Metabolism and excretion. Approximately 30% of the orally administered dose is excreted by the first passage through the liver. Ambroxol hydrochloride is metabolized mainly in the liver by glucuronidation and cleavage to dibromoanthranilic acid (approximately 10% of the dose). Clinical studies on human liver microsomes have shown that CYP3A4 is responsible for the metabolism of ambroxol hydrochloride to dibromoanthranilic acid.
Within 3 days of oral administration, about 6% of the dose is excreted unchanged, while approximately 26% of the dose is excreted in the urine.

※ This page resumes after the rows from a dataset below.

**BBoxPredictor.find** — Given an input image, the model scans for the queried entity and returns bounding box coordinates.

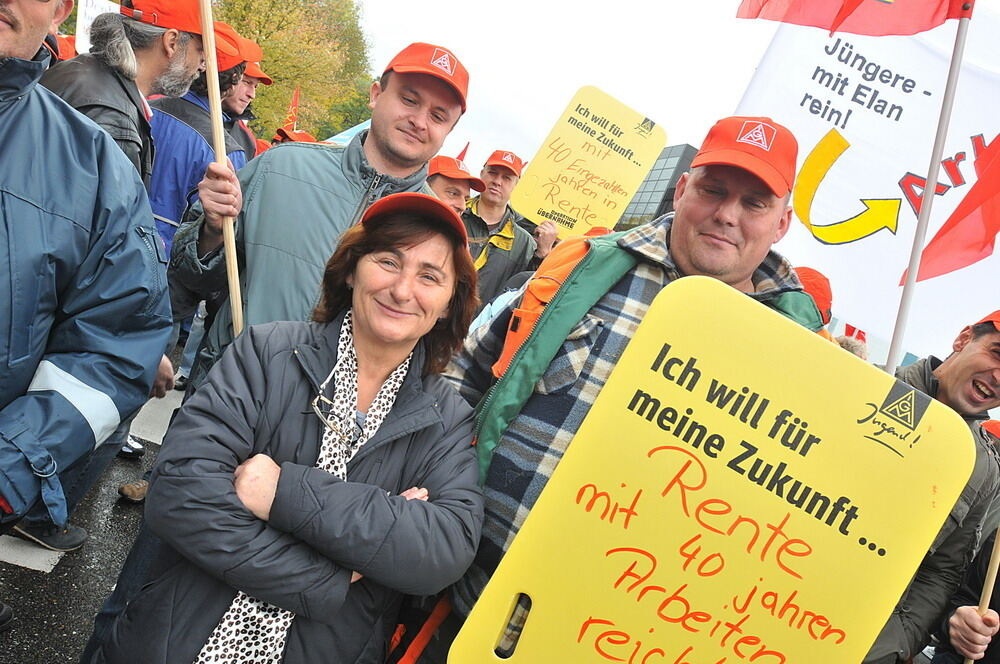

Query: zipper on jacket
[351,173,382,226]
[472,244,594,440]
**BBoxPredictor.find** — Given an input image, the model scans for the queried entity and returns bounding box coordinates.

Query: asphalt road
[0,392,180,664]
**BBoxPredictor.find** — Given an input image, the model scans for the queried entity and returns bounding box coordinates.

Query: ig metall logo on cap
[431,48,455,76]
[736,120,778,151]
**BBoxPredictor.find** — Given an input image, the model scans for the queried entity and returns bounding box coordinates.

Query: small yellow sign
[511,86,667,237]
[448,277,975,664]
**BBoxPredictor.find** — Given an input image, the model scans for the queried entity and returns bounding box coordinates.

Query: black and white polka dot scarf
[194,311,413,664]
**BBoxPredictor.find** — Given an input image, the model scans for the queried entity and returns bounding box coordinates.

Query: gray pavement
[0,392,181,664]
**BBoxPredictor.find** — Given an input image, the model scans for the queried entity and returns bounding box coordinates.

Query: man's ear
[160,28,181,60]
[772,207,792,244]
[674,173,691,208]
[368,81,385,109]
[951,325,972,353]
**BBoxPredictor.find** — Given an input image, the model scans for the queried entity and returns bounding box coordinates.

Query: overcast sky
[361,0,777,170]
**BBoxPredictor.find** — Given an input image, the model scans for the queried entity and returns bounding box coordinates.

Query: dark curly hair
[313,212,479,375]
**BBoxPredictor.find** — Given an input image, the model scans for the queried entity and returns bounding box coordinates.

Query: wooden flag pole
[965,533,1000,664]
[885,7,972,376]
[199,0,243,337]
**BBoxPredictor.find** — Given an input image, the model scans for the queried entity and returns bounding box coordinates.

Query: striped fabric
[445,215,801,638]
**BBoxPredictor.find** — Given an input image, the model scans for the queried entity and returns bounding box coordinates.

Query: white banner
[738,8,1000,362]
[76,0,119,53]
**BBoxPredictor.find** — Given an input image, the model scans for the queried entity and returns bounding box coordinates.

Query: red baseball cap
[119,0,209,35]
[973,311,1000,332]
[243,61,274,85]
[483,150,524,177]
[361,192,469,244]
[427,154,486,191]
[691,116,799,196]
[795,267,833,325]
[215,21,250,71]
[383,42,469,113]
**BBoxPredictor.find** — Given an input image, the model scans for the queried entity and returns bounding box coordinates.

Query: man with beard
[42,0,224,187]
[0,0,170,630]
[15,0,235,551]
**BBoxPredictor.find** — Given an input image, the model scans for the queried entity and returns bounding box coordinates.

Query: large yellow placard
[449,277,975,664]
[511,86,667,237]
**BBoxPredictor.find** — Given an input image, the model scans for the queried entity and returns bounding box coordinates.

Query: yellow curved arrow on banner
[793,129,900,244]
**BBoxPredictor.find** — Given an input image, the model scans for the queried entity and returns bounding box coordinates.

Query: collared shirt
[445,215,801,629]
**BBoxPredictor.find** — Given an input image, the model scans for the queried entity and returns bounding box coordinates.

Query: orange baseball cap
[383,42,469,113]
[973,311,1000,332]
[691,116,799,196]
[427,154,486,191]
[215,21,250,71]
[795,267,833,325]
[483,150,524,177]
[361,192,469,244]
[243,61,274,85]
[119,0,202,35]
[271,127,319,143]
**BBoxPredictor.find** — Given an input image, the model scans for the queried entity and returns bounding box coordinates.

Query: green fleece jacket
[859,357,1000,664]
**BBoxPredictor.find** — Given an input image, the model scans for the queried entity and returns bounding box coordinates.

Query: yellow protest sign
[448,277,975,664]
[511,86,667,237]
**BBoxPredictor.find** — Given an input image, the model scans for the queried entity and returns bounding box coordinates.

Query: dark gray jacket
[864,357,1000,664]
[168,132,432,387]
[103,319,483,664]
[41,53,153,188]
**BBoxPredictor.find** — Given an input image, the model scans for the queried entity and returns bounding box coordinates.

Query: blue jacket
[149,92,253,255]
[0,55,170,524]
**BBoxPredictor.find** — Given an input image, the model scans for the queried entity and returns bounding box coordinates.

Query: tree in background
[215,0,371,138]
[315,74,374,138]
[60,0,373,138]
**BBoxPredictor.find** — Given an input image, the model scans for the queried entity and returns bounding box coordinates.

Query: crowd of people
[0,0,1000,664]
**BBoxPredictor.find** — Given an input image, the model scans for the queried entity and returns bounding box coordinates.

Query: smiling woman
[103,193,483,664]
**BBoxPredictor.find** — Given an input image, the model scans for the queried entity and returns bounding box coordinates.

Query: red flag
[736,0,975,36]
[912,136,1000,283]
[281,86,299,131]
[844,323,868,343]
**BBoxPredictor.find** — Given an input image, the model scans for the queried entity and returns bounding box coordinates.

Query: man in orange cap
[427,155,486,215]
[149,22,263,254]
[42,0,219,187]
[222,54,274,161]
[438,117,822,662]
[864,311,1000,664]
[170,43,469,387]
[462,150,557,308]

The half-life from blood plasma is about 10 hours. The total clearance is approximately 660 ml / min. Renal clearance is approximately 8% of the total. After 5 days, approximately 83% of the total dose is excreted in the urine.
Pharmacokinetics in special groups of patients. In patients with impaired liver function, the excretion of ambroxol hydrochloride is reduced, which leads to 1.3-2 times higher levels in blood plasma. Because the therapeutic range of ambroxol hydrochloride is quite wide, no dosage adjustment is required.
Age and sex do not have a clinically relevant effect on the pharmacokinetics of ambroxol hydrochloride, therefore no dose adjustment is required.
Food intake does not affect the bioavailability of ambroxol hydrochloride.
Indication
Secretolytic therapy for acute and chronic bronchopulmonary diseases associated with impaired bronchial secretion and impaired mucus.